Susan Kane at thecontemplativecat tagged me for a Sassy Blogger award, wherein I reveal seven things and tag seven more bloggers.
First, my definition of “sassy.” I don’t quite like the word; it’s what my dad called my youngest daughter. Dad was too old and too frail to have a deal of patience with a too independent minded three year old and their relationship is my first thought about the word. Currently it means lively and bold, as well as impudent. It’s a “cool” word, but I don’t see it that way.
When I was very young I was much like my youngest daughter with the bond hair. Mom said I told the wind not to blow in my face.
When I was less than kindergarten age I used my dad’s mechanical pencil to cut an O and an X into the headboard of my brother’s bed, which was in the same room as mine, and identical. Dad asked who did it. “Walt,” I said. Dad said my brother couldn’t read or write, so explain how he did it. That was an epiphany; I learned O and X were writing and I put together they spelled ox.

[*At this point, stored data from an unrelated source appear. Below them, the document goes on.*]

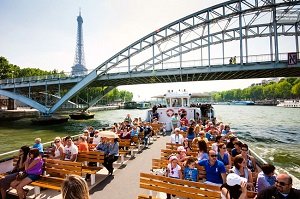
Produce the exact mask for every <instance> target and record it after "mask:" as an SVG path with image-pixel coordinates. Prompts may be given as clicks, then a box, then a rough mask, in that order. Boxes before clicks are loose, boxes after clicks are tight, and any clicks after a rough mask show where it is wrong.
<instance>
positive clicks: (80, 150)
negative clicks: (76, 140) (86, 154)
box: [78, 142, 89, 152]
mask: <svg viewBox="0 0 300 199" xmlns="http://www.w3.org/2000/svg"><path fill="white" fill-rule="evenodd" d="M78 151H79V152H83V151H89V146H88V144H87V143H86V142H81V143H80V144H79V145H78Z"/></svg>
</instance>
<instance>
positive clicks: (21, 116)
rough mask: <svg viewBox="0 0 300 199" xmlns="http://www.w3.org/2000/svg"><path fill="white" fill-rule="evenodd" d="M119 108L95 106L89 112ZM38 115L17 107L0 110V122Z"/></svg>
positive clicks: (103, 106)
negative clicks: (14, 109) (10, 108)
mask: <svg viewBox="0 0 300 199" xmlns="http://www.w3.org/2000/svg"><path fill="white" fill-rule="evenodd" d="M121 108H122V107H121V106H97V107H91V108H90V109H89V111H90V112H97V111H107V110H117V109H121ZM71 112H72V111H69V110H68V111H64V110H63V111H59V112H58V113H57V114H69V113H71ZM39 115H40V113H39V111H38V110H36V109H32V108H23V107H18V108H17V109H16V110H7V109H0V120H1V121H12V120H20V119H23V118H35V117H39Z"/></svg>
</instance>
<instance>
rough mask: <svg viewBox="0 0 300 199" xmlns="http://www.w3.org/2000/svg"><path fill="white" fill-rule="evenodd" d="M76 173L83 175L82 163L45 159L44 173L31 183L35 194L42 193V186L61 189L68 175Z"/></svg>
mask: <svg viewBox="0 0 300 199" xmlns="http://www.w3.org/2000/svg"><path fill="white" fill-rule="evenodd" d="M69 174H76V175H79V176H82V163H81V162H71V161H63V160H55V159H44V175H43V176H41V178H40V179H38V180H36V181H34V182H32V183H31V185H33V186H34V194H35V195H36V196H37V195H38V194H40V187H42V188H47V189H53V190H60V187H61V184H62V182H63V181H64V178H65V176H66V175H69Z"/></svg>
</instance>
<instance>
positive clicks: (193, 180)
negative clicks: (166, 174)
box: [183, 167, 198, 182]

I don’t cook. I did enough back when I had to, but was mediocre. Then my sister taught my girls to cook and it was their regular job to have supper made. When I am asked to provide a family recipe for a new bride this is what I write in their book: Bread Sandwich. One piece of bread. Fold in half. Eat.
When I was the controller of a subsidiary, etc., at one annual review I told my boss it was time I earned $40,000 a year, still less than a male manager in the company. He agreed, and gave the increase to the payroll clerk. She came in the next day and said the monthly salary he indicated worked out to $39,999.99 annually. When I asked he said he just couldn’t bring himself to pay a woman $40,000. I turned on my heel and walked away. He came in my office and put a penny on my desk. It was still there when I left, several years later.
Once my sister told me she never doubted we would succeed at our weaving business because I got out of bed every morning and went to work like it was as good and important a job as any I ever had. I count that as the best compliment I’ve ever received.
I can’t imagine not working or having something to do. I’m thankful I’m able.
That’s seven. I won’t tag seven. If you read this blog, and write a blog, and are sassy, feel free to cut and paste the medallion and write seven things about yourself.